Le corps comme sculpture : Mona Hatoum chez Rodin

Le Musée Rodin à Paris propose cet hiver une relecture inédite de l'œuvre de Rodin à la lumière de l'art contemporain. Parmi les vidéos sélectionnées pour l'occasion, celles de l'artiste Mona Hatoum sont exposées jusqu'au 26 décembre. Une belle occasion de revenir sur le travail de cette artiste incontournable.

« Road Works », par Mona Hatoum, au Musée Rodin.
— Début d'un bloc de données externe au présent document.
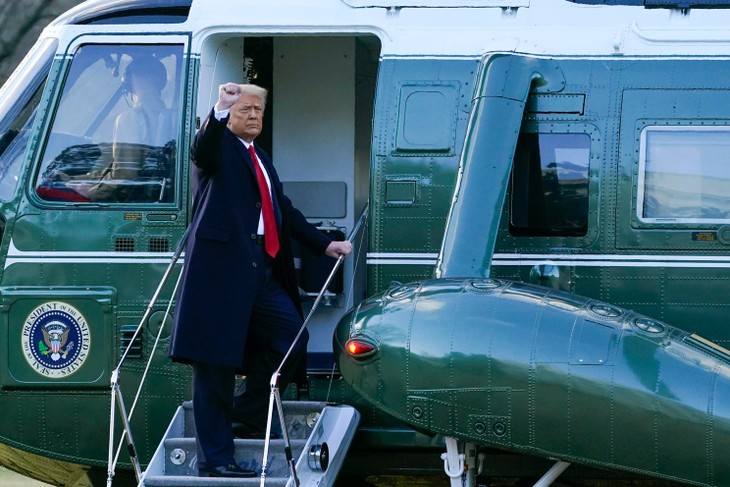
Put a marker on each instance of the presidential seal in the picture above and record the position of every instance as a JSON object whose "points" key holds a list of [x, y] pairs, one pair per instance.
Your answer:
{"points": [[56, 339]]}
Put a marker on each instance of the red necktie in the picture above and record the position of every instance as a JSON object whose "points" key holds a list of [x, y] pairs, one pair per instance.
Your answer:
{"points": [[267, 208]]}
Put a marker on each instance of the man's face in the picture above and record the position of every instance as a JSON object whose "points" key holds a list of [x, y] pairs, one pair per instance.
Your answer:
{"points": [[246, 117]]}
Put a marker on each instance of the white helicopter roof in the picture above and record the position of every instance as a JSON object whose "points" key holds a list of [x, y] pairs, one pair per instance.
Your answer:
{"points": [[434, 27]]}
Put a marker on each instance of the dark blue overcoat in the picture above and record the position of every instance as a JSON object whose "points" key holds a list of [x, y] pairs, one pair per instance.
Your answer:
{"points": [[217, 288]]}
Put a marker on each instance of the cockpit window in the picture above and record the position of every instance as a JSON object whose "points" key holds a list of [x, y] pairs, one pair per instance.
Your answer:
{"points": [[549, 194], [684, 174], [17, 113], [114, 134]]}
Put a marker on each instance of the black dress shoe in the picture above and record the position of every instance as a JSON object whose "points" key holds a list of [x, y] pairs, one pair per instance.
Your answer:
{"points": [[247, 433], [231, 470]]}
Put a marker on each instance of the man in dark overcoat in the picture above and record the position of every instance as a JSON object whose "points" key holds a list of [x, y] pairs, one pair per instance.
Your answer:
{"points": [[239, 291]]}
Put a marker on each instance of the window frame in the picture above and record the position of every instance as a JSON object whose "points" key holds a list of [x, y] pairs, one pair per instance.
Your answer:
{"points": [[641, 178], [64, 65], [580, 239]]}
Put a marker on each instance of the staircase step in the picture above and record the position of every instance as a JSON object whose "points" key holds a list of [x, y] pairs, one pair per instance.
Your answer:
{"points": [[314, 430], [300, 417], [180, 456], [178, 481]]}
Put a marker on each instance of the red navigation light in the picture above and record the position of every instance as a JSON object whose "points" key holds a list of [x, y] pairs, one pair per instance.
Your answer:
{"points": [[359, 348]]}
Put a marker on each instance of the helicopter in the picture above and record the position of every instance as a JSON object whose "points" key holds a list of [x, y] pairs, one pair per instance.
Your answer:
{"points": [[561, 162]]}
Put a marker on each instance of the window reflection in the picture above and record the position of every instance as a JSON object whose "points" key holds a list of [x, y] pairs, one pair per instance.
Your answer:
{"points": [[684, 174], [114, 134], [549, 195]]}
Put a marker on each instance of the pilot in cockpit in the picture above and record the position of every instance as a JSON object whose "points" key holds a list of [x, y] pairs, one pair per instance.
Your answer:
{"points": [[144, 127]]}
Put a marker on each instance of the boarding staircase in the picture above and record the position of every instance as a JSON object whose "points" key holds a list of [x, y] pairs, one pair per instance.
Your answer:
{"points": [[319, 435]]}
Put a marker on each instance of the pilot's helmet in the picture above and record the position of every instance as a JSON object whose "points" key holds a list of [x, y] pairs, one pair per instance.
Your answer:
{"points": [[145, 66]]}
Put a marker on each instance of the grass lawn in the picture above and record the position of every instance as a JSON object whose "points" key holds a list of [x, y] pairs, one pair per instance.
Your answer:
{"points": [[9, 478]]}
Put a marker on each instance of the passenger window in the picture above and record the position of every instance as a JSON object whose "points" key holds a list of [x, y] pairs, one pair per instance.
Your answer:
{"points": [[549, 194], [684, 174], [114, 134]]}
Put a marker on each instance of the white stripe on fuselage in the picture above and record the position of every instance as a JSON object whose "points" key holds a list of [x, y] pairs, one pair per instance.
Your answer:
{"points": [[16, 256], [573, 260]]}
Née à Beyrouth dans les années 50 et d'origine palestinienne, artiste mainte fois primée, Mona Hatoum explore, à travers divers médias (vidéos, sculptures, installations...), les thèmes de la souffrance, de la guerre et de l'exil.
L'on se souvient de son exposition en juin dernier au Beirut Art Center intitulée «Witness». Mona Hatoum y traitait de l'instabilité géographique et de la précarité de l'existence avec toujours cette violence affichée, inhérente à son travail (la sculpture miniature de la place des Martyrs criblée de balles fut sans doute la plus marquante de
l'exposition).
C'est à présent au Musée Rodin que l'on peut se replonger dans l'univers de l'artiste. Une pièce du musée lui est consacrée, dans laquelle sont présentées quatre vidéos réalisées dans les années 80
(période de ses performances qui firent sa renommée). C'est le rapport de l'artiste au corps qui est ici en jeu, et le constat glace le visiteur.
Chez Mona Hatoum, le corps est une prison d'où l'on ne peut se libérer, même aux prix des plus grands efforts. En témoigne cette vidéo, Changing Parts, où l'on voit l'artiste, nue et couverte de boue, enfermée dans un caisson transparent, sorte de placenta morbide, qui tente en vain de s'en extirper. Le corps est prisonnier, il se heurte aux parois invisibles, lutte contre lui-même et in fine se recroqueville, à bout de force.
Sur l'écran suivant, une succession d'images de l'artiste se bâillonnant elle-même la bouche et sa voix, en fond sonore, répétant inlassablement: «So much i want to say.» Il est question ici de censure, ou plutôt d'autocensure. Le corps, encore une fois, est une prison puisque la parole, les pensées de l'artiste trouvent une barrière physique, la main même de cette dernière plaquée sur sa bouche. Cette déconstruction de l'identité, cette expérience de l'enfermement posent bien sûr la question plus globale du corps dans l'espace social. Ainsi, le corps de l'artiste est lourd et mal à l'aise dans sa vidéo montrant sa performance «Roadworks». Celle-ci se déplace pieds nus dans les rues de Londres, ses chaussures attachées à ses chevilles. Les passants interloqués rient, l'interpellent, ou bien s'écartent. La jeune femme, en dépit de ces réactions, continue sa longue marche imperturbable, tirant derrière elle ses Doc Marteens comme autant de fardeaux que les autres se plaisent à moquer, incapables d'empathie. Ici, le corps crie sa solitude au sein même de l'espace social. À travers ses vidéos, Mona Hatoum montre un corps en disgrâce, enfermé dans sa propre chair et inadapté à la société avec fougue et violence.
«So much i want to say»... L'artiste, loin d'être bâillonnée, nous en dit long sur notre rapport charnel et spirituel au monde.

Elsa BAGHDASSARIAN
Née à Beyrouth dans les années 50 et d'origine palestinienne, artiste mainte fois primée, Mona Hatoum explore, à travers divers médias (vidéos, sculptures, installations...), les thèmes de la souffrance, de la guerre et de l'exil.L'on se souvient de son exposition en juin dernier au Beirut Art Center intitulée «Witness». Mona Hatoum y traitait de l'instabilité géographique et de la...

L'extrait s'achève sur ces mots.